Kendi düzeninde, hayatını, yaşamını istediği çizgiye oturtmuş bir şekilde sürdüren insanların, tüm bunlardan vaz geçmesini, bekleye bilir misiniz?
Ya da bir kısmından bile olsa feragat etmesini isteye bilir misiniz?
Ülkeler nüfus planlaması ile sosyal yaşama, ekonomiye yön vermeye çalışırlar. Her şeyleri bu planlamalar üzerine oturtulmuştur!
İşte, başta Avrupa ülkeleri olmak üzere ekonomisi düzlükte olan,
yaşam standartları üst seviyelerde bulunan ülkelerin son dönemlerde kabusu haline gelen mülteci sorunu giderek tırmanmaya devam ediyor.
Başta orta doğudan olmak üzere dünyanın dört bir yanından değişik başlıklarla ülkelerini terk etmek zorunda kalan, ya da bırakılan insanlar ölümü göze alarak göç yollarında yeni bir yaşamın peşinde perişan oluyorlar.
Başta siyasi, ardından ekonomik nedenlere dayalı olarak mülteci olarak sığınma talebinin 2015 yılında bir milyona yakın olduğu ifade ediliyor.
İşini gücünü, evini, yurdunu bırakarak ailesiyle daha salim ve insanca yaşamın peşine düşenleri Avrupa nın hiç de hoş karşılamadığı ortada!

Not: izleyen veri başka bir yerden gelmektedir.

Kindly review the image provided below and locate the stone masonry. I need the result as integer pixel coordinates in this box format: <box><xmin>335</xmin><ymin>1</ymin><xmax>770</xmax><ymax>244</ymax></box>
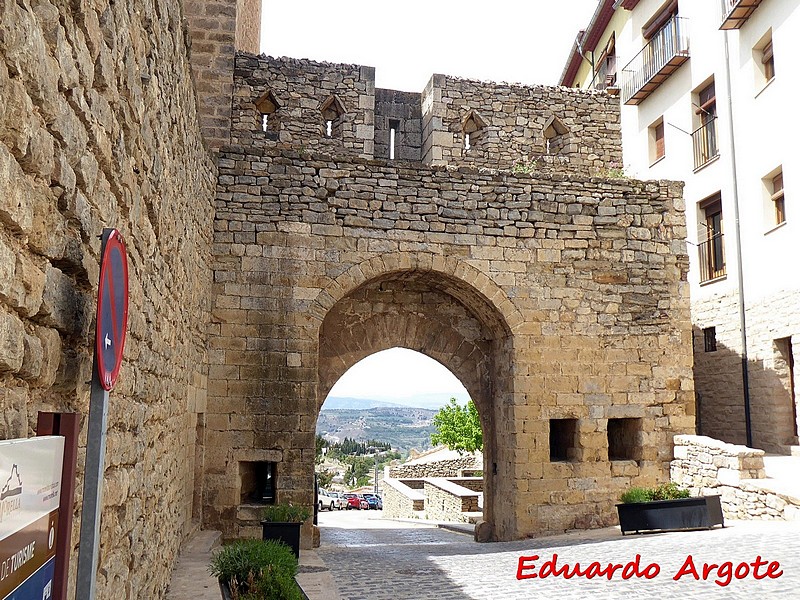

Yaşamlarında travmalar oluşacağı endişesi taşıyan Avrupa Birliği Türkiye yi bu göç dalgalarının önünde bir kalkan olarak seçmiş durumdadır.
Türkiye ye gelince, şark misafirperverliği içinde mültecilere en içten yaklaşımlarla kapılarını açan tek ülkedir!
Ne var ki bu iyi niyetine karşılık “kullanılan” ülke durumuna getirilmek istenmektedir.
Türkiye, hele Rusya nın Suriye de çöreklenmesinin ardından mülteci gelişmesine daha ihtiyatlı yaklaşmak mecburiyetindedir!
Aynı ihtiyatlı yaklaşım Kıbrıs sorununa çözüm arayışındaki tutumuyla da ilgilidir.
Uçak düşürme olayının ardından Türkiye daha dikkatli davranmaya adeta itilmiştir.
Aynı durum Kıbrıs taki İngiliz üslerinden kalkarak İŞİD mevzilerine bomba yağdıran İngiliz uçaklarının durumu içinde geçerlidir.
Rusların bombalamalar devam ettiği takdirde “düşürürüm” tehdidi etkisini göstermiş, İngiliz uçakları bir daha havalanamamıştır.
Rusların Suriye ye koşullandırdığı füzeler bölge için artık bir tehdittir!
Rum kesimine gelince “Kıbrıs Cumhuriyeti” sıfatıyla mavi boncuk dağıtmaya devam etmektedir!
Ruslarla vals yaparken, Fransızlarla ça-ça-ça, Almanlarla tango, Amerikalılarla kavboy dansını denemektedir.
İşte böylesi bir ateş çemberi içinde Türkiye nin çok daha ihtiyatlı olması hayati bir meseledir!.